I’ve also been tinkering with building the coding agent itself. I’m calling it bourbaki. The idea is that understanding how to design the agent loop, the observe-act-verify cycle, is one of the best ways to understand how AI-assisted theorem proving actually works under the hood. That’s a story for another post.

For now, the Erdős Navigator is open and usable. 1,179 problems, 651 of them still open. Some of them have been open for fifty years. Maybe an agent with a good navigator can find what’s been hiding in a 1966 textbook footnote.

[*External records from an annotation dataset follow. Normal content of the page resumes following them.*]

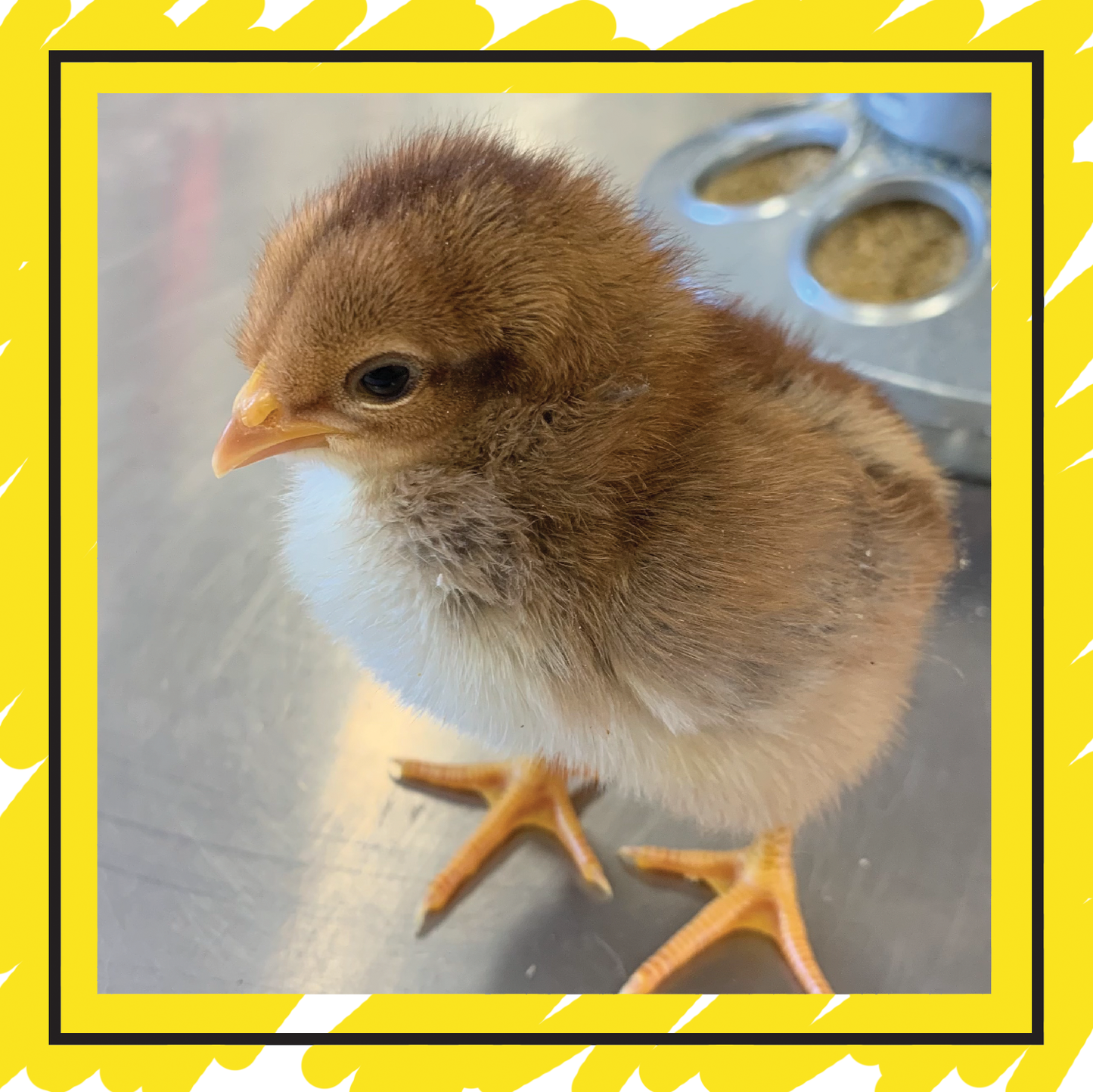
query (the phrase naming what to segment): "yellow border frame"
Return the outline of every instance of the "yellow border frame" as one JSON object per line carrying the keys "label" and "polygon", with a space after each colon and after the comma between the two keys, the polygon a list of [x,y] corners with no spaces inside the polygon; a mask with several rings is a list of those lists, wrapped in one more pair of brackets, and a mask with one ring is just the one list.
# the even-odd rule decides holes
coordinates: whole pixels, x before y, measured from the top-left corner
{"label": "yellow border frame", "polygon": [[[61,349],[91,386],[96,343],[97,95],[132,92],[810,92],[990,91],[994,95],[992,277],[1004,285],[994,308],[992,990],[986,995],[878,995],[844,1003],[811,1025],[826,1003],[803,995],[725,995],[687,1032],[1027,1033],[1030,967],[1030,601],[1027,383],[1031,326],[1031,66],[1027,62],[759,63],[75,62],[61,70]],[[1018,312],[1006,301],[1024,301]],[[61,681],[62,934],[64,1033],[272,1032],[284,1005],[254,995],[96,994],[97,416],[92,396],[62,400]],[[340,1030],[362,1033],[666,1033],[695,1000],[687,996],[586,995],[542,1024],[559,997],[544,995],[374,995]]]}
{"label": "yellow border frame", "polygon": [[[627,3],[613,0],[613,5],[619,10]],[[668,10],[672,5],[669,0],[654,0],[646,7]],[[884,1092],[925,1092],[950,1071],[976,1087],[997,1080],[995,1087],[1008,1092],[1057,1089],[1060,1081],[1066,1092],[1077,1092],[1093,1082],[1093,997],[1086,988],[1093,973],[1093,946],[1085,940],[1093,914],[1093,846],[1085,836],[1093,792],[1088,745],[1093,735],[1088,715],[1093,656],[1080,656],[1093,638],[1093,582],[1084,579],[1093,461],[1083,459],[1093,447],[1093,391],[1082,388],[1088,375],[1079,378],[1093,355],[1089,327],[1093,274],[1085,272],[1089,262],[1079,253],[1093,230],[1093,166],[1090,153],[1080,155],[1076,145],[1093,119],[1091,26],[1076,19],[1079,12],[1071,0],[1033,0],[1009,15],[995,4],[985,13],[976,0],[928,0],[904,11],[908,7],[897,5],[896,0],[752,0],[701,26],[677,31],[679,36],[662,48],[1044,50],[1044,272],[1045,283],[1054,286],[1045,313],[1042,403],[1047,424],[1045,1044],[1027,1049],[600,1046],[587,1058],[575,1046],[319,1046],[304,1056],[303,1076],[310,1084],[330,1087],[360,1070],[359,1088],[508,1092],[566,1059],[572,1059],[571,1066],[580,1066],[572,1082],[578,1092],[619,1090],[638,1067],[640,1080],[651,1092],[670,1092],[700,1073],[709,1092],[738,1088],[781,1092],[836,1062],[853,1062],[855,1075],[860,1067],[875,1066],[872,1072],[881,1073]],[[14,109],[0,110],[0,146],[9,164],[0,174],[0,208],[17,210],[17,215],[5,218],[0,237],[0,300],[8,305],[0,310],[4,351],[0,367],[9,407],[0,430],[0,485],[7,483],[0,495],[0,579],[4,582],[0,707],[19,695],[0,724],[0,762],[27,778],[0,814],[0,877],[7,884],[0,897],[0,978],[4,979],[0,982],[0,1087],[23,1071],[35,1087],[51,1092],[63,1092],[87,1079],[95,1087],[101,1080],[110,1092],[133,1092],[138,1087],[145,1092],[181,1092],[192,1087],[210,1062],[215,1067],[219,1061],[239,1070],[234,1087],[268,1088],[257,1076],[248,1083],[251,1071],[258,1069],[251,1066],[258,1047],[48,1044],[48,643],[43,609],[48,587],[48,189],[43,44],[60,28],[50,47],[328,49],[355,33],[364,3],[313,0],[277,31],[251,26],[260,11],[254,0],[209,0],[179,26],[157,14],[154,7],[139,8],[131,0],[92,0],[68,22],[66,8],[64,0],[17,0],[10,11],[7,3],[0,3],[0,12],[5,12],[0,16],[0,92],[5,104],[15,104]],[[475,49],[490,42],[492,26],[489,12],[473,0],[444,4],[410,0],[348,48]],[[643,48],[640,42],[619,39],[614,33],[609,8],[578,0],[520,27],[497,45]],[[1056,296],[1059,287],[1062,291]],[[1025,300],[1001,283],[995,293],[996,307],[1004,304],[1019,317],[1025,312]],[[1068,390],[1073,395],[1065,399]],[[1014,852],[1021,848],[1019,844]],[[12,897],[12,892],[17,896]],[[270,1022],[275,1023],[293,1000],[277,999]],[[854,1005],[851,999],[842,1008]],[[212,1018],[214,1007],[213,1002]],[[233,1073],[219,1076],[225,1079]],[[566,1084],[560,1081],[559,1087]]]}

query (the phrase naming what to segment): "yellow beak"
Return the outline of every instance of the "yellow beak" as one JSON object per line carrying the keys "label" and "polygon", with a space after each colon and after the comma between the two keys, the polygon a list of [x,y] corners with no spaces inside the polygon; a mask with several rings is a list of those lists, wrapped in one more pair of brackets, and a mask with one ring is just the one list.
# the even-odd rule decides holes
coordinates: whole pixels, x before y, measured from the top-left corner
{"label": "yellow beak", "polygon": [[230,470],[282,451],[326,447],[327,437],[337,432],[314,421],[285,421],[281,403],[267,389],[259,365],[235,396],[232,420],[212,453],[212,470],[223,478]]}

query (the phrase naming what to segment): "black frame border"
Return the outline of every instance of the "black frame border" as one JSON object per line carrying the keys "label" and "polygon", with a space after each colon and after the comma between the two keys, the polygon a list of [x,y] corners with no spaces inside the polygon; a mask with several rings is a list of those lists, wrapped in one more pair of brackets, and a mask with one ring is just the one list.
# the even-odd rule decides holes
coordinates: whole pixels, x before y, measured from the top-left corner
{"label": "black frame border", "polygon": [[[60,725],[60,376],[61,376],[61,66],[81,62],[248,63],[687,63],[755,61],[976,61],[1027,63],[1032,72],[1032,1028],[1029,1032],[868,1034],[458,1034],[413,1033],[91,1033],[61,1030],[61,725]],[[748,1045],[748,1046],[1036,1046],[1044,1043],[1044,51],[869,50],[49,50],[49,1045]]]}

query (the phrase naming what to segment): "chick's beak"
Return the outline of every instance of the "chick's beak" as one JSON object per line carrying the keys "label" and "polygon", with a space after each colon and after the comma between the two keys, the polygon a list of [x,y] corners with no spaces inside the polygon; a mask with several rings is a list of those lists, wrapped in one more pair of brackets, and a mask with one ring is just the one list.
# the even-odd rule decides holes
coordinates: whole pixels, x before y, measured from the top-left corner
{"label": "chick's beak", "polygon": [[265,384],[261,366],[256,367],[235,396],[232,420],[212,453],[213,473],[223,478],[230,470],[282,451],[326,447],[327,437],[337,432],[315,421],[286,420],[283,407]]}

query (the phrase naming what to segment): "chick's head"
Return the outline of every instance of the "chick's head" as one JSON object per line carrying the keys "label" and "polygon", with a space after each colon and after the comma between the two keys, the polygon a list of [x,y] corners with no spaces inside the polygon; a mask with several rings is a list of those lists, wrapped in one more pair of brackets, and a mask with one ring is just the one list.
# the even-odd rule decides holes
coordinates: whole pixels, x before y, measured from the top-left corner
{"label": "chick's head", "polygon": [[[428,131],[355,164],[267,242],[218,474],[294,448],[351,471],[450,461],[498,409],[648,384],[685,257],[595,171]],[[678,347],[677,347],[678,348]]]}

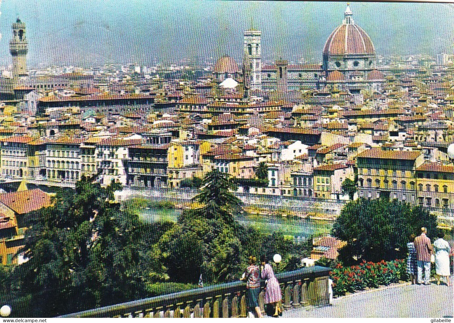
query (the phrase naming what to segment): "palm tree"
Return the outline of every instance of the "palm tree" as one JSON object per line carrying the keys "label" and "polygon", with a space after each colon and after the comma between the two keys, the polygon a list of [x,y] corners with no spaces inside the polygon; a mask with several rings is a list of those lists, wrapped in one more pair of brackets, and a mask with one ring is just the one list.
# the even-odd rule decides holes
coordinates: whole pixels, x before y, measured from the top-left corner
{"label": "palm tree", "polygon": [[205,205],[202,211],[206,218],[220,217],[231,223],[233,221],[232,212],[242,208],[241,200],[231,191],[237,189],[228,174],[215,169],[203,177],[200,193],[193,200]]}
{"label": "palm tree", "polygon": [[256,176],[259,180],[265,181],[268,179],[268,166],[265,162],[261,162],[256,170]]}

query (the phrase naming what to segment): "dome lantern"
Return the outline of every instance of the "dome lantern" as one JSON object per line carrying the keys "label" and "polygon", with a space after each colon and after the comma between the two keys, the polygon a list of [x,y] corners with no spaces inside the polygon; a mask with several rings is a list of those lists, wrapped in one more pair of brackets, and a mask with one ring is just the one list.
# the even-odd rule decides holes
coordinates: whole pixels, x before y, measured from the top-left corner
{"label": "dome lantern", "polygon": [[350,3],[347,3],[347,8],[345,10],[345,12],[344,13],[344,21],[342,21],[343,24],[355,24],[355,21],[353,21],[353,18],[352,16],[353,15],[353,13],[351,12],[351,10],[350,9]]}

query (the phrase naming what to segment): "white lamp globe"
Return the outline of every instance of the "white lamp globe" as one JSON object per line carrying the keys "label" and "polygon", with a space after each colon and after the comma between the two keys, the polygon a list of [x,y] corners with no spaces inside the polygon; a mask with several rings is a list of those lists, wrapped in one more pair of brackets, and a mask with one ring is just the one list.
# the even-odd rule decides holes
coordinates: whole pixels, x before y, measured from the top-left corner
{"label": "white lamp globe", "polygon": [[11,308],[7,305],[4,305],[0,308],[0,316],[7,318],[11,314]]}
{"label": "white lamp globe", "polygon": [[448,156],[450,158],[454,158],[454,143],[452,143],[448,147]]}

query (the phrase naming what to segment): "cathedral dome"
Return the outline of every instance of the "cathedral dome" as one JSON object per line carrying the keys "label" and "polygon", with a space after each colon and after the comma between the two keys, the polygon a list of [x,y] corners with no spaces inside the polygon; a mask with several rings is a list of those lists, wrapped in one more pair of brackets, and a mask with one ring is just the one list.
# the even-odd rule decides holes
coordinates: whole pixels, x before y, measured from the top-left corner
{"label": "cathedral dome", "polygon": [[215,73],[237,73],[239,70],[235,60],[228,55],[218,59],[213,69]]}
{"label": "cathedral dome", "polygon": [[324,55],[375,54],[370,38],[355,23],[352,15],[350,6],[347,5],[342,24],[334,29],[325,44]]}

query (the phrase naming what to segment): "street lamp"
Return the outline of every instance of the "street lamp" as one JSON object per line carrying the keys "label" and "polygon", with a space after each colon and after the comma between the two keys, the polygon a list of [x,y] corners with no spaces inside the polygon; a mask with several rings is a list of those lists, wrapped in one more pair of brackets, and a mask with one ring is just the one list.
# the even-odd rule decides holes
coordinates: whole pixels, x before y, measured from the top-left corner
{"label": "street lamp", "polygon": [[274,256],[273,256],[273,261],[274,263],[277,265],[277,271],[279,271],[279,264],[281,263],[281,261],[282,259],[282,257],[281,256],[281,255],[279,254],[276,254]]}
{"label": "street lamp", "polygon": [[11,308],[9,305],[4,305],[0,308],[0,316],[7,318],[11,314]]}

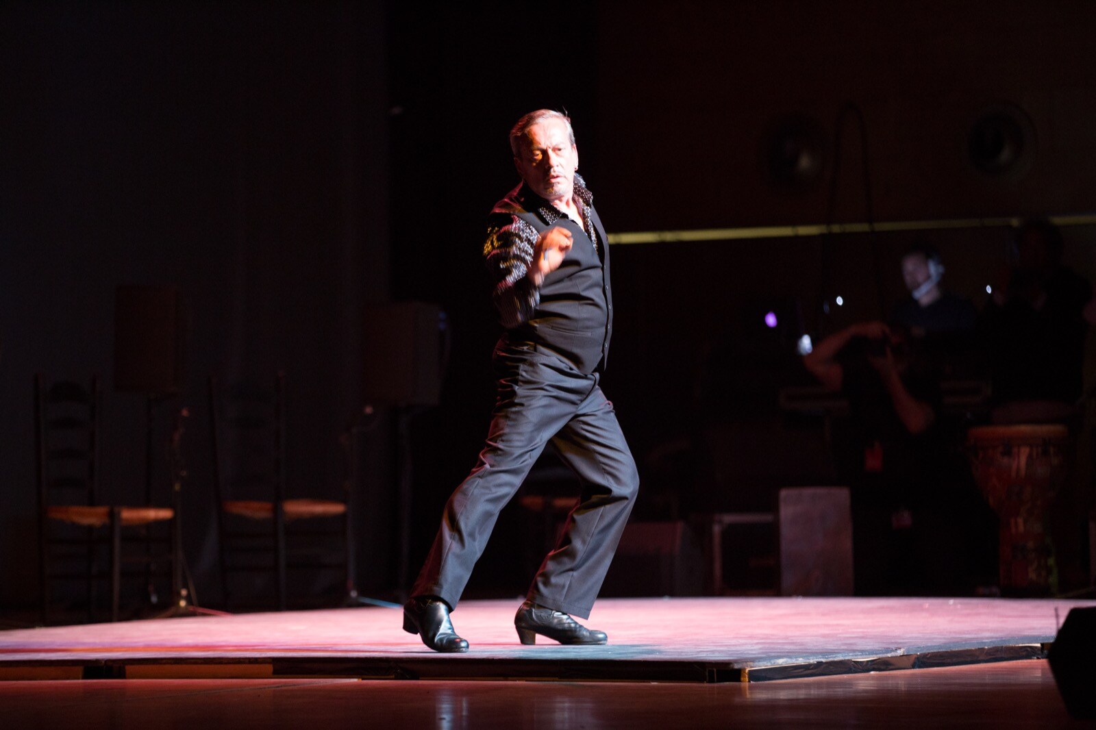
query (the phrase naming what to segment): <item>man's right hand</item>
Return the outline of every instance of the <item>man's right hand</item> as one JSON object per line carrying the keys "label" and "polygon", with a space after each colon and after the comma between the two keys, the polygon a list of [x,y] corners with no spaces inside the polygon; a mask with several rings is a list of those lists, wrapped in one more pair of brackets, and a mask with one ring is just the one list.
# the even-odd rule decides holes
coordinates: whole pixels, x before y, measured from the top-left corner
{"label": "man's right hand", "polygon": [[540,233],[536,248],[533,249],[528,272],[535,285],[544,284],[545,276],[559,269],[567,252],[571,250],[572,242],[571,231],[559,226],[552,226]]}

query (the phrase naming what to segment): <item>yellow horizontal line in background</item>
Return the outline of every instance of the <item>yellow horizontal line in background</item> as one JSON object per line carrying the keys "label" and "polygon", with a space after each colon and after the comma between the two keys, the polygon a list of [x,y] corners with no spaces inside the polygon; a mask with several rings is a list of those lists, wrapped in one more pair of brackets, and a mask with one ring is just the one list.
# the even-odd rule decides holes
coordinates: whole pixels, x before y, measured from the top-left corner
{"label": "yellow horizontal line in background", "polygon": [[[955,218],[950,220],[897,220],[877,224],[834,224],[806,226],[762,226],[755,228],[699,228],[693,230],[649,230],[609,233],[609,243],[677,243],[686,241],[732,241],[753,238],[795,238],[824,233],[892,232],[900,230],[940,230],[944,228],[994,228],[1018,226],[1023,218]],[[1055,226],[1096,225],[1096,215],[1050,216]]]}

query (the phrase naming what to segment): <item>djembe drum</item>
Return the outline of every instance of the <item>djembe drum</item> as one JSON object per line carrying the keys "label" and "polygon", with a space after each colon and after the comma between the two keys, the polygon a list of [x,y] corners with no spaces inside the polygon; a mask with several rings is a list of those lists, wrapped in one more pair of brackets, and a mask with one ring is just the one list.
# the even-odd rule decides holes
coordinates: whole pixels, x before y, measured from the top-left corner
{"label": "djembe drum", "polygon": [[1052,592],[1053,546],[1047,513],[1065,478],[1064,425],[977,426],[967,433],[974,481],[1001,520],[1004,595]]}

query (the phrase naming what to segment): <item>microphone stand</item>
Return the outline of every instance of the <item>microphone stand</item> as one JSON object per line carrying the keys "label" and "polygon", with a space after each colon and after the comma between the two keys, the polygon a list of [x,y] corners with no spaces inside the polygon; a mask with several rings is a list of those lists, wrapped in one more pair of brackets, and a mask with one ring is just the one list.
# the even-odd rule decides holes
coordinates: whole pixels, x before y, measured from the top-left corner
{"label": "microphone stand", "polygon": [[[168,464],[171,471],[171,509],[175,516],[171,521],[171,607],[156,618],[174,616],[230,616],[231,614],[213,608],[203,608],[197,603],[197,595],[186,567],[186,556],[183,552],[183,479],[186,478],[186,465],[183,461],[183,419],[191,411],[185,406],[175,412],[174,427],[168,438]],[[185,579],[185,585],[184,583]]]}

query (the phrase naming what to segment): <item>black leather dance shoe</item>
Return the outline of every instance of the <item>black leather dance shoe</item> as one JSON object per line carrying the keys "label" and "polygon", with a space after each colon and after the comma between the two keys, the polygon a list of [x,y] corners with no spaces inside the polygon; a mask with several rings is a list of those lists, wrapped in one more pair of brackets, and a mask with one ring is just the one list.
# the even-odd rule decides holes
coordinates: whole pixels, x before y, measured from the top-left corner
{"label": "black leather dance shoe", "polygon": [[605,631],[592,631],[562,611],[552,611],[526,601],[514,616],[514,628],[522,643],[536,643],[537,634],[560,643],[605,643]]}
{"label": "black leather dance shoe", "polygon": [[415,596],[403,606],[403,630],[418,634],[434,651],[468,651],[468,642],[457,636],[449,620],[449,606],[443,601]]}

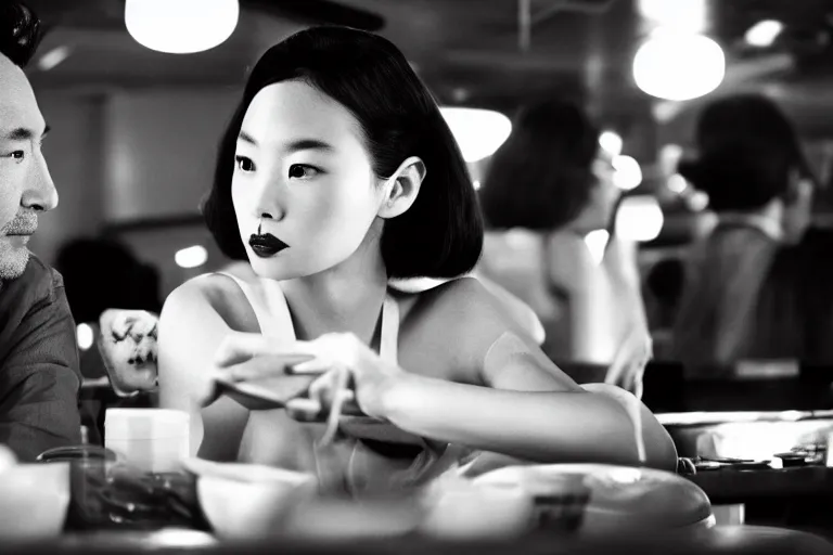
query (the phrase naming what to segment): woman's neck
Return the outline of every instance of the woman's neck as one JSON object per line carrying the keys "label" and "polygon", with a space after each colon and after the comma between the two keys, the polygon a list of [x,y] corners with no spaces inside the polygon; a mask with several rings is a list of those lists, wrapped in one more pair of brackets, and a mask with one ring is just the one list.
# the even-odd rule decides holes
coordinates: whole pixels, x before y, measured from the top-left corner
{"label": "woman's neck", "polygon": [[300,340],[353,333],[370,345],[387,294],[387,272],[375,245],[362,245],[341,264],[281,282]]}

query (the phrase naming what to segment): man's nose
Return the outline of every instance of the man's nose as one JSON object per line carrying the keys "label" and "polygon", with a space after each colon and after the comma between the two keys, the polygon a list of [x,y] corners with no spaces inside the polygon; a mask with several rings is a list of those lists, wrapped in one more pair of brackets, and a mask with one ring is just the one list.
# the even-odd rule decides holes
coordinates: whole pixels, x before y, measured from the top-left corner
{"label": "man's nose", "polygon": [[49,167],[47,167],[47,160],[43,159],[43,156],[38,156],[27,178],[21,199],[24,208],[47,211],[57,206],[57,190],[52,182],[52,176],[49,173]]}

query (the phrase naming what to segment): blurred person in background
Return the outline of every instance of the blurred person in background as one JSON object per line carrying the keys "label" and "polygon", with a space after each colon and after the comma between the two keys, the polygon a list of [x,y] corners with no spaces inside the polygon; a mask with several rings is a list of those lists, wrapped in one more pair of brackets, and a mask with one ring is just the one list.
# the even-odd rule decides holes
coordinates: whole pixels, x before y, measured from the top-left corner
{"label": "blurred person in background", "polygon": [[[643,464],[676,466],[633,396],[579,387],[482,284],[454,279],[480,255],[475,192],[386,39],[312,27],[270,48],[222,135],[205,216],[257,280],[202,275],[163,309],[161,404],[189,411],[201,457],[332,474],[355,493],[424,483],[471,450],[639,464],[639,429]],[[450,281],[407,294],[397,278]],[[373,425],[339,418],[347,378]],[[287,410],[233,395],[257,384]]]}
{"label": "blurred person in background", "polygon": [[717,223],[689,253],[674,356],[690,375],[740,360],[800,357],[800,270],[773,260],[810,223],[816,179],[786,116],[759,94],[707,105],[696,158],[679,172],[709,197]]}
{"label": "blurred person in background", "polygon": [[30,10],[0,3],[0,443],[23,461],[81,440],[64,284],[26,247],[39,216],[57,206],[40,150],[47,124],[23,72],[40,37]]}
{"label": "blurred person in background", "polygon": [[[635,245],[613,232],[619,192],[599,135],[577,104],[527,106],[479,191],[487,232],[477,272],[535,310],[544,352],[565,369],[638,366],[651,350]],[[601,260],[586,241],[598,231],[608,237]]]}
{"label": "blurred person in background", "polygon": [[[79,345],[81,375],[89,383],[106,376],[118,397],[114,402],[108,396],[92,396],[81,403],[89,441],[101,443],[105,405],[146,408],[155,402],[152,395],[139,392],[156,387],[156,320],[162,310],[158,273],[123,243],[104,237],[64,243],[55,268],[64,276],[75,321],[88,326],[93,338],[91,344]],[[114,307],[120,310],[112,310]],[[82,335],[78,336],[80,344]]]}
{"label": "blurred person in background", "polygon": [[[110,354],[134,367],[127,384],[112,380],[118,393],[153,388],[156,383],[156,326],[162,310],[158,272],[140,261],[123,243],[110,238],[76,238],[61,246],[55,268],[64,276],[69,309],[75,321],[89,325],[98,337],[98,349],[81,353],[81,373],[101,377]],[[113,311],[112,309],[118,309]],[[153,322],[152,326],[144,325]],[[100,326],[103,322],[103,326]],[[103,359],[103,360],[102,360]],[[113,372],[108,372],[113,377]],[[141,378],[141,379],[140,379]]]}

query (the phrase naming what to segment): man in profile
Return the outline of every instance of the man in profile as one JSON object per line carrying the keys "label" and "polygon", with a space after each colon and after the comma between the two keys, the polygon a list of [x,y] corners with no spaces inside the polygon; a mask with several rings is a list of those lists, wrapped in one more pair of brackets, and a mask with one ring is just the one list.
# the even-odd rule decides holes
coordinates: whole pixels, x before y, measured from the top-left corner
{"label": "man in profile", "polygon": [[48,128],[23,67],[40,40],[26,7],[0,2],[0,443],[22,461],[80,442],[75,322],[61,275],[26,247],[57,206]]}

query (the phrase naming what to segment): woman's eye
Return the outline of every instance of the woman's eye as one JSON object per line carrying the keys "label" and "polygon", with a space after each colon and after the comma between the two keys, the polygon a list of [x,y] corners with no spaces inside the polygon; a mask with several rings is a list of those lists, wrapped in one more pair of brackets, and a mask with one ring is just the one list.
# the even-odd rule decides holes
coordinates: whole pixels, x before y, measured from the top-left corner
{"label": "woman's eye", "polygon": [[249,172],[255,170],[255,163],[252,158],[245,156],[234,156],[234,162],[241,171]]}
{"label": "woman's eye", "polygon": [[320,173],[321,170],[306,164],[293,164],[290,166],[290,179],[310,179]]}

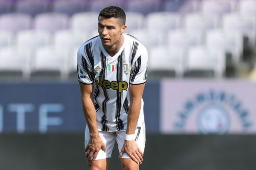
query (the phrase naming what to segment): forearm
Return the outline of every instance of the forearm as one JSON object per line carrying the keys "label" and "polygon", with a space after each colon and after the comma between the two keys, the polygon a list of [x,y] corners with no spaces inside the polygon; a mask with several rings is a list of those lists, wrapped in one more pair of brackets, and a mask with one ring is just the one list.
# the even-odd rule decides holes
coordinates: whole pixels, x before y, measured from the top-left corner
{"label": "forearm", "polygon": [[130,106],[127,119],[126,134],[132,134],[135,132],[137,123],[141,107],[141,98],[132,98],[130,100]]}
{"label": "forearm", "polygon": [[99,135],[96,120],[96,111],[91,98],[82,98],[83,114],[89,128],[91,137]]}

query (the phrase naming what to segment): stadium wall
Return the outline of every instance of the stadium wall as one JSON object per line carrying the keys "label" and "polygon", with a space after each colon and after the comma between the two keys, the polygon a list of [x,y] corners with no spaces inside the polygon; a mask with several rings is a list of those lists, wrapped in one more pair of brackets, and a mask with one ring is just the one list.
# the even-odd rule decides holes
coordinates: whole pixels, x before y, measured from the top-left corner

Or maybe not. I don’t know. I’m a noob with a database and a stubborn coding agent. But I’d rather be searching than not.

References

Research

Khan, R., Gulwani, S., Le, V., Radhakrishna, A., Tiwari, A., & Verbruggen, G. (2025). LLM-Guided Compositional Program Synthesis.
Yang, J., Jimenez, C.E., Wettig, A., Lieret, K., Yao, S., Narasimhan, K.R., & Press, O. (2024). SWE-agent: Agent-Computer Interfaces Enable Automated Software Engineering. NeurIPS 2024.
SWE-Search: Enhancing Software Agents with Monte Carlo Tree Search. ICLR 2025.
Agent-R1: Training Powerful LLM Agents with End-to-End Reinforcement Learning. 2025.

AI and Erdos Problems

Tao, T. (2026). Erdos Problem #728 solved autonomously by AI. Mathstodon.
Kowalkiewicz, M. (2026). Already Solved. Substack.
AI Cracks Legendary Erdos Problems. The Neuron Daily.
Erdos 281 Solved with ChatGPT 5.2 Pro. Hacker News.

Books

Villani, C. (2012). Birth of a Theorem: A Mathematical Adventure.

Data Sources

Bloom, T. erdosproblems.com.
Tao, T. erdosproblems structured metadata. GitHub.
Google DeepMind. formal-conjectures. GitHub.